Dazed and confused? Not me. I’m just Lost in the Cheese Aisle.

Sunday, December 20, 2015

ALVIN, WE HARDLY KNEW YE


Alvin C. Bagdasarian (1958-2015). Requiescat in pace.

The entertainment world is in shock and mourning today after news of the untimely passing of Alvin Chipmunk Bagdasarian at the age of fifty-seven. Perversely, Alvin’s death took place on the release date of the Chipmunks’ latest film, Alvin and the Chipmunks: The Road Chip.

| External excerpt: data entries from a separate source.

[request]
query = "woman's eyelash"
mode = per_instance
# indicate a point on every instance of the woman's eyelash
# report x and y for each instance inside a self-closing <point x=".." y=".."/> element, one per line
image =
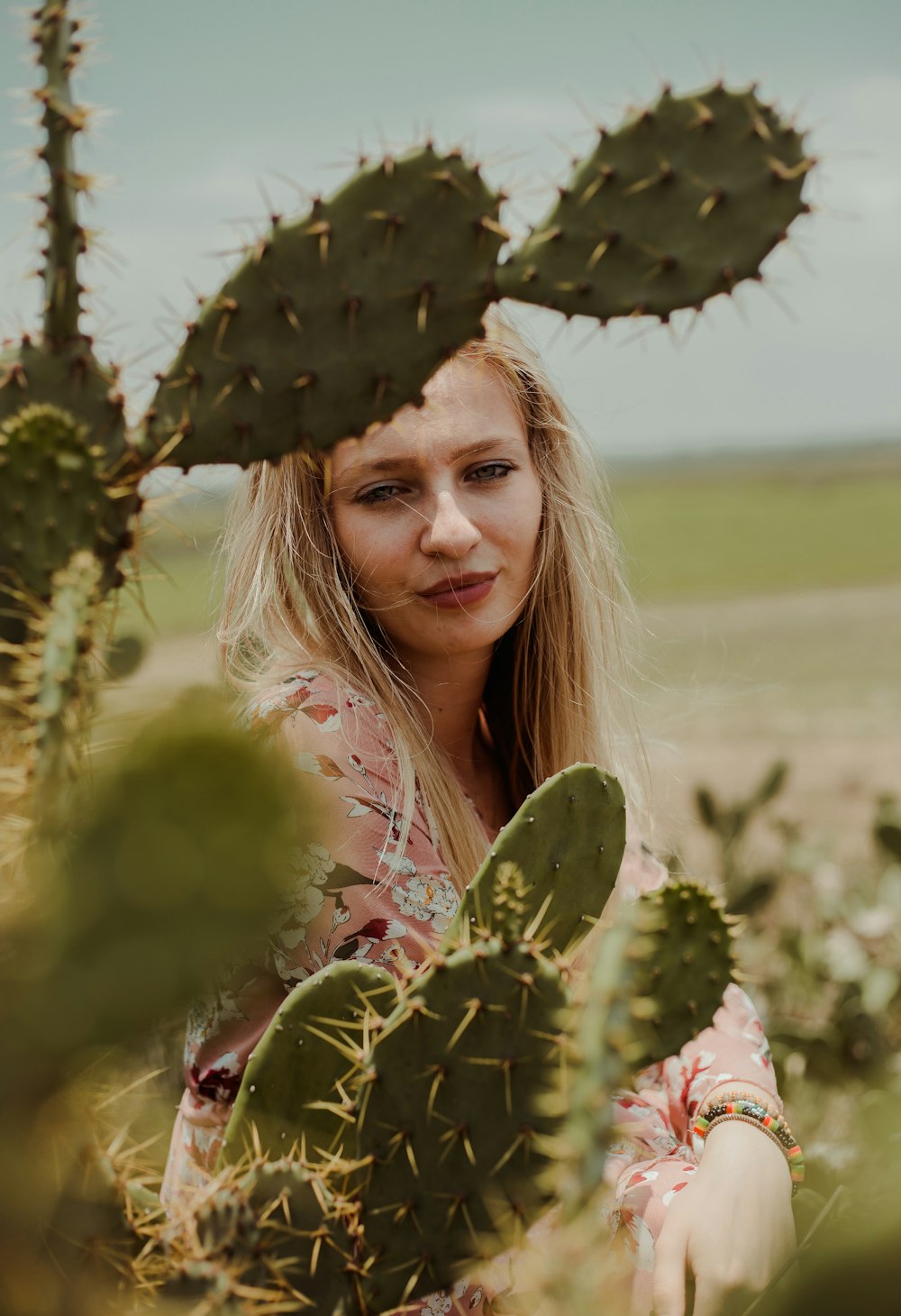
<point x="484" y="472"/>
<point x="380" y="494"/>
<point x="497" y="469"/>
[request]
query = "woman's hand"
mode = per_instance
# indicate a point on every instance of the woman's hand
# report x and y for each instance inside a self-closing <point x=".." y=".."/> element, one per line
<point x="730" y="1228"/>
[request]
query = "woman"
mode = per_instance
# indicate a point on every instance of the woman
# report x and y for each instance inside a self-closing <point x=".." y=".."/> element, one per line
<point x="432" y="620"/>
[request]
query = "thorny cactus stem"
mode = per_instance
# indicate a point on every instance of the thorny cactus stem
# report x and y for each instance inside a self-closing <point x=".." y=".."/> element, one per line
<point x="56" y="36"/>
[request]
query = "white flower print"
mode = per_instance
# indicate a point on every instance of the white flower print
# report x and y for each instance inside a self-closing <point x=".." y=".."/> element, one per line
<point x="428" y="899"/>
<point x="438" y="1304"/>
<point x="396" y="863"/>
<point x="305" y="906"/>
<point x="314" y="864"/>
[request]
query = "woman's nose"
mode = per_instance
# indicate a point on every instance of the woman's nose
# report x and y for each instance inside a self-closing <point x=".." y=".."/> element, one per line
<point x="449" y="531"/>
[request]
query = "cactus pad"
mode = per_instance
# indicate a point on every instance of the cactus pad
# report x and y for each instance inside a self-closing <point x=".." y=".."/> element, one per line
<point x="679" y="205"/>
<point x="658" y="977"/>
<point x="334" y="320"/>
<point x="448" y="1118"/>
<point x="567" y="840"/>
<point x="182" y="850"/>
<point x="309" y="1047"/>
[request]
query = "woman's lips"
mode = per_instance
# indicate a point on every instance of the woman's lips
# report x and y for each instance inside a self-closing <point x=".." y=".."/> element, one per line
<point x="460" y="595"/>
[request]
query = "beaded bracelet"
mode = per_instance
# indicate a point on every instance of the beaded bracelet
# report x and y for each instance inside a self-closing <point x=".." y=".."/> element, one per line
<point x="752" y="1112"/>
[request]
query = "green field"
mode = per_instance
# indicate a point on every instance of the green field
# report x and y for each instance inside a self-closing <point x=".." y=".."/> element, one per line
<point x="692" y="531"/>
<point x="696" y="535"/>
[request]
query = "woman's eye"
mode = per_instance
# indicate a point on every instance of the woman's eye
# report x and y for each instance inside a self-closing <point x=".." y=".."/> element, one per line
<point x="380" y="494"/>
<point x="492" y="471"/>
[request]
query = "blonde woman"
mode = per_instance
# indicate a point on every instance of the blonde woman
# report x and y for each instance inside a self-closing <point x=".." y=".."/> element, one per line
<point x="432" y="618"/>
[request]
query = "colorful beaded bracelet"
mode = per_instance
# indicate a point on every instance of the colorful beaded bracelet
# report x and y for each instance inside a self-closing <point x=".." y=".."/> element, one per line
<point x="752" y="1112"/>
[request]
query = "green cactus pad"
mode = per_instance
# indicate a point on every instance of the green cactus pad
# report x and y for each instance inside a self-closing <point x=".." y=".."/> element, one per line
<point x="567" y="840"/>
<point x="448" y="1116"/>
<point x="689" y="967"/>
<point x="73" y="379"/>
<point x="679" y="205"/>
<point x="657" y="979"/>
<point x="337" y="319"/>
<point x="53" y="501"/>
<point x="289" y="1087"/>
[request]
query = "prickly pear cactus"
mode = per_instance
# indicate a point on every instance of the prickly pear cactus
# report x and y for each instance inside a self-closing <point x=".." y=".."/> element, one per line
<point x="295" y="1089"/>
<point x="567" y="838"/>
<point x="448" y="1116"/>
<point x="335" y="319"/>
<point x="275" y="1232"/>
<point x="679" y="205"/>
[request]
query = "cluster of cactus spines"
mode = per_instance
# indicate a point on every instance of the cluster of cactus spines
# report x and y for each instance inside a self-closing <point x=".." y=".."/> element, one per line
<point x="448" y="1119"/>
<point x="272" y="1236"/>
<point x="335" y="319"/>
<point x="569" y="837"/>
<point x="679" y="205"/>
<point x="51" y="678"/>
<point x="295" y="1087"/>
<point x="657" y="979"/>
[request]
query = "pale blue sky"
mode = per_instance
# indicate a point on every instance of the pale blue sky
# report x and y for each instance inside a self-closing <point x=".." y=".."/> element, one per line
<point x="208" y="100"/>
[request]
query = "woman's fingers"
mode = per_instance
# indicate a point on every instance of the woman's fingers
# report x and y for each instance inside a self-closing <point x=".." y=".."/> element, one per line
<point x="669" y="1269"/>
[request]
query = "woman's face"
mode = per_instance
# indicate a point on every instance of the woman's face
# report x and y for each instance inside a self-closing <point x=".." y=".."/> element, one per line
<point x="438" y="514"/>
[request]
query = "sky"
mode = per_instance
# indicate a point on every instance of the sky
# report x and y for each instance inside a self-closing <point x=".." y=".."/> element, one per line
<point x="212" y="111"/>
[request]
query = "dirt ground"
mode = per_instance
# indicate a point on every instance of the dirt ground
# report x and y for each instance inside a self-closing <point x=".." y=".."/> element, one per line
<point x="730" y="687"/>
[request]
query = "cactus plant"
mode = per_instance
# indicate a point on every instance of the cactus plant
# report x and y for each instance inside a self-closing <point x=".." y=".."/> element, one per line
<point x="569" y="837"/>
<point x="469" y="1087"/>
<point x="291" y="1095"/>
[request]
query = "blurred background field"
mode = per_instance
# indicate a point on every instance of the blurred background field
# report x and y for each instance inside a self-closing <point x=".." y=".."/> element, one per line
<point x="769" y="591"/>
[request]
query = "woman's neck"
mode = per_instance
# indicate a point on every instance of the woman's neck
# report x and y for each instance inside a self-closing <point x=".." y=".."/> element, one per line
<point x="451" y="687"/>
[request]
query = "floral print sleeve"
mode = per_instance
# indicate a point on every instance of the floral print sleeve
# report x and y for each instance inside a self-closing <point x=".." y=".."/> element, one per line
<point x="359" y="891"/>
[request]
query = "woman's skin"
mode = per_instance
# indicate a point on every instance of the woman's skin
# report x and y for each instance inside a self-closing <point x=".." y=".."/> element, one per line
<point x="438" y="515"/>
<point x="445" y="499"/>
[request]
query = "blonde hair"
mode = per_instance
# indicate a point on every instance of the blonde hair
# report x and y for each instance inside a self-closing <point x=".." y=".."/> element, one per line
<point x="558" y="690"/>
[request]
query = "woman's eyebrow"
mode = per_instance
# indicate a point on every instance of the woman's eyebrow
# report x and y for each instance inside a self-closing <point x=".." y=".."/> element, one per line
<point x="392" y="463"/>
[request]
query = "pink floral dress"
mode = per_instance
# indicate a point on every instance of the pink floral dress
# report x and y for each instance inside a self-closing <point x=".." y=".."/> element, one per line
<point x="358" y="894"/>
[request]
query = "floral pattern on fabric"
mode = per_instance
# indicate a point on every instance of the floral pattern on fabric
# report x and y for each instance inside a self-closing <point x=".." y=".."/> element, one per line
<point x="357" y="894"/>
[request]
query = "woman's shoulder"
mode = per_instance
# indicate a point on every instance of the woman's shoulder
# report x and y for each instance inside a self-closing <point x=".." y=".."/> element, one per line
<point x="312" y="703"/>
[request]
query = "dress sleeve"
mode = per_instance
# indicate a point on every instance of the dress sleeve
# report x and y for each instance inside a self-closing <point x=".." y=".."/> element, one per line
<point x="359" y="890"/>
<point x="732" y="1050"/>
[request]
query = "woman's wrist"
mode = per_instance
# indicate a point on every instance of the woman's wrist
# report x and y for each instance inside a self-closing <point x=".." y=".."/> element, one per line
<point x="733" y="1086"/>
<point x="745" y="1153"/>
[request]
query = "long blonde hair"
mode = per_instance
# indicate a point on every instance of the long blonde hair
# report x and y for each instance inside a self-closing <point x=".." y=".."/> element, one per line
<point x="558" y="691"/>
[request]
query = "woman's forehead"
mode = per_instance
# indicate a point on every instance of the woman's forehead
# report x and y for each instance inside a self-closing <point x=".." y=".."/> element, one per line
<point x="466" y="404"/>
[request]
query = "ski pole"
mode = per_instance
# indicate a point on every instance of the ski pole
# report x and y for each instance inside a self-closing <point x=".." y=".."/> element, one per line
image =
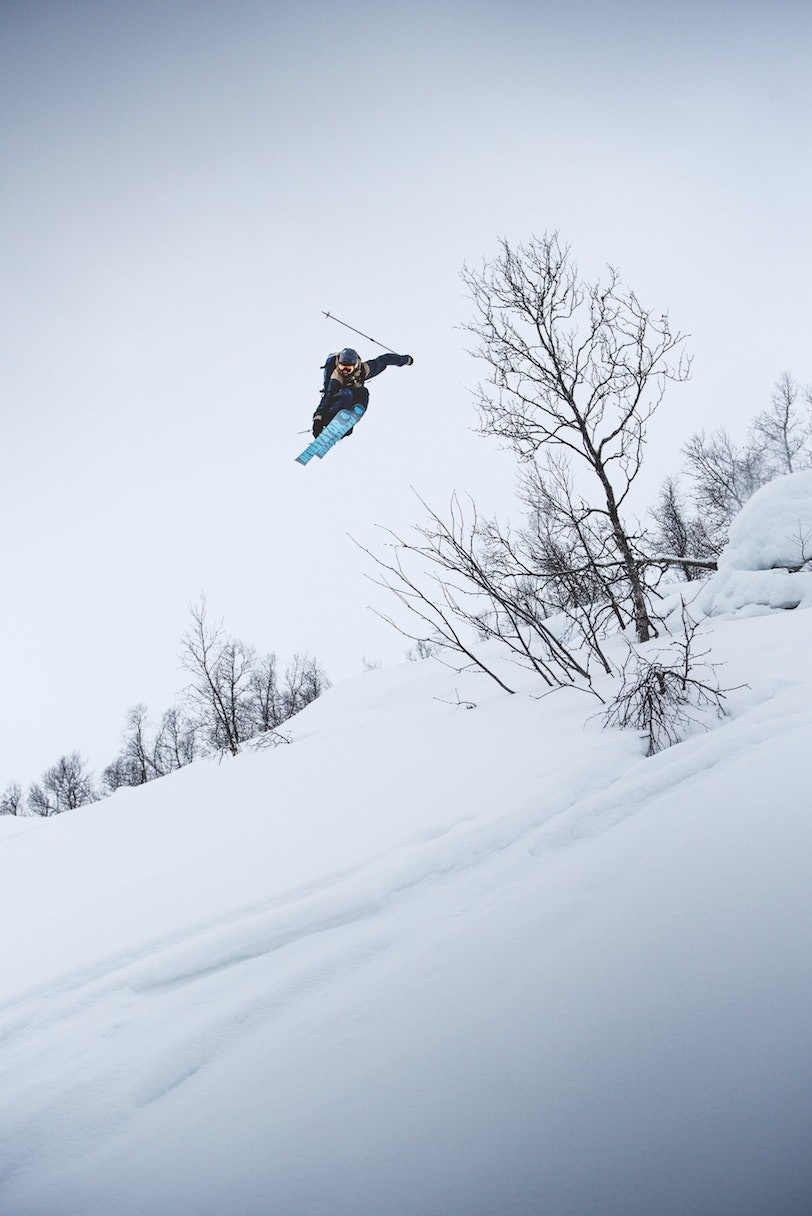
<point x="330" y="315"/>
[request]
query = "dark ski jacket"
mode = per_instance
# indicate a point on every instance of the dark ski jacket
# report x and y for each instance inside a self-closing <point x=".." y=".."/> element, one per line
<point x="344" y="390"/>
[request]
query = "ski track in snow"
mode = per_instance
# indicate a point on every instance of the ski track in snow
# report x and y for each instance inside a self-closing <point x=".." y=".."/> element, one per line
<point x="86" y="1051"/>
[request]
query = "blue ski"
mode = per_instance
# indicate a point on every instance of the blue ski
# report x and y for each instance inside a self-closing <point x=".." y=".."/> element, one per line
<point x="334" y="431"/>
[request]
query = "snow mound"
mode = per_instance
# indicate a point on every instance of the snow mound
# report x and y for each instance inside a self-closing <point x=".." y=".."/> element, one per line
<point x="767" y="563"/>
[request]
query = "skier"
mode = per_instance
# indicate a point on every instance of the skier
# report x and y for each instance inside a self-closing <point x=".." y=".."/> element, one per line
<point x="344" y="383"/>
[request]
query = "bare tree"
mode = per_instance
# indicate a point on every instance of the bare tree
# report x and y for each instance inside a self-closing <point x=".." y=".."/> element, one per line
<point x="304" y="681"/>
<point x="12" y="800"/>
<point x="664" y="692"/>
<point x="63" y="787"/>
<point x="579" y="367"/>
<point x="726" y="474"/>
<point x="784" y="429"/>
<point x="681" y="539"/>
<point x="725" y="477"/>
<point x="474" y="585"/>
<point x="175" y="743"/>
<point x="220" y="692"/>
<point x="235" y="696"/>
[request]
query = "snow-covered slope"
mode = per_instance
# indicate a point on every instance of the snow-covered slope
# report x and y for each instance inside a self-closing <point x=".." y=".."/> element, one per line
<point x="428" y="960"/>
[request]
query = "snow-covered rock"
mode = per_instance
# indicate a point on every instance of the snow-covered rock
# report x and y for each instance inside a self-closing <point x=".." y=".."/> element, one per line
<point x="767" y="563"/>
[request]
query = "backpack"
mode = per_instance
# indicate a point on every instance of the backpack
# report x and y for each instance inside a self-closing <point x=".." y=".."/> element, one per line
<point x="328" y="367"/>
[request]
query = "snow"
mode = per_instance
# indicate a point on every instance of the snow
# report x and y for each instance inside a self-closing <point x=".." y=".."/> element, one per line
<point x="435" y="960"/>
<point x="771" y="536"/>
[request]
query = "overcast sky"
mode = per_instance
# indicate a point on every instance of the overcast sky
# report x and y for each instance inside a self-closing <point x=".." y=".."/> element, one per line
<point x="187" y="186"/>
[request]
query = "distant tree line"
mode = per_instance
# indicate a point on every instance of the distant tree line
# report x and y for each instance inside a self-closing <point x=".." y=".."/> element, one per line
<point x="233" y="696"/>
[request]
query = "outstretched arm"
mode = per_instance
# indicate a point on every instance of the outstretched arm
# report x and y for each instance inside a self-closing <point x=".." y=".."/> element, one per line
<point x="377" y="365"/>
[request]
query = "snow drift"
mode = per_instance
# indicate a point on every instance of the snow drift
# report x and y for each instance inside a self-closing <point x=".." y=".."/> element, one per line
<point x="433" y="960"/>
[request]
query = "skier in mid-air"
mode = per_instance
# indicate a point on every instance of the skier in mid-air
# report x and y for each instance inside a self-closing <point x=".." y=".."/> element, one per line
<point x="345" y="377"/>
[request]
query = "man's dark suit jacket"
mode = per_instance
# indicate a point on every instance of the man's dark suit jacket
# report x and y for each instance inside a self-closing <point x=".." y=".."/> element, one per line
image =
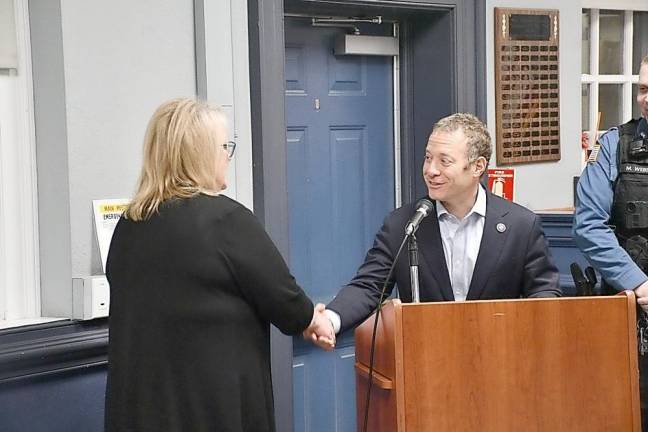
<point x="513" y="262"/>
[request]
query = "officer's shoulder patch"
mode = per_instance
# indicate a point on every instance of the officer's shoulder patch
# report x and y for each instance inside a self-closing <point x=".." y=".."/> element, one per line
<point x="594" y="153"/>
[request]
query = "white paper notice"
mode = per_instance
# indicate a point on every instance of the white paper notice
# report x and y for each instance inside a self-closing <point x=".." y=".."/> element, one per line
<point x="107" y="214"/>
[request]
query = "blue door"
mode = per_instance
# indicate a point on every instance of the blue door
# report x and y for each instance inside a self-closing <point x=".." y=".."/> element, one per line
<point x="340" y="154"/>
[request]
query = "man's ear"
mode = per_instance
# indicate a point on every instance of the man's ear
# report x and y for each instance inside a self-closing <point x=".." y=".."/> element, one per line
<point x="480" y="166"/>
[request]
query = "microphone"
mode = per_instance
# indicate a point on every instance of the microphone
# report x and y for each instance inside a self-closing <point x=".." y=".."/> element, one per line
<point x="423" y="208"/>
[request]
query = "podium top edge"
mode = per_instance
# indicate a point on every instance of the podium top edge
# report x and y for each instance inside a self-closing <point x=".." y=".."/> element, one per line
<point x="621" y="296"/>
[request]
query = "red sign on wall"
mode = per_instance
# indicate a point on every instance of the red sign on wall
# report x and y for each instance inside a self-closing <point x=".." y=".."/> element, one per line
<point x="501" y="182"/>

Alvin, with the help of his adoptive father and manager Ross (“David Seville”) Bagdasarian, parlayed a series of novelty recordings into a career that spanned television and movies. He was known for his quick, lively wit and penchant for practical jokes. Fiercely proud of his Armenian upbringing, he officially changed his surname from Seville to Bagdasarian in 1997.

AC (as he was often called) was famous for his stage routine in which he would drive David to the point of exasperation, usually through seeming inattention. Dave’s reaction - shrieking “Allllllviiiiiiiiin!” at the top of his lungs - would elicit Alvin’s signature response: “O-Kayyyy!” The bit inevitably brought down the house. It was later discovered that the chipmunk suffered from a mild form of ADHD as well as being partially deaf.

Alvin was found dead two days ago in Houston Steve’s garage, apparently asphyxiated. He had crawled into a sock, and it is speculated that he became disoriented while trying to extricate himself. Drug involvement is not suspected at this time.

The funeral was a private affair in which Alvin’s remains were, in accordance with chipmunk tradition, returned to the forest by Houston Steve flinging the decedent into the woods, using the sock in which he was enshrouded as a slingshot.

Brothers Simon and Theodore were in seclusion and unavailable for comment.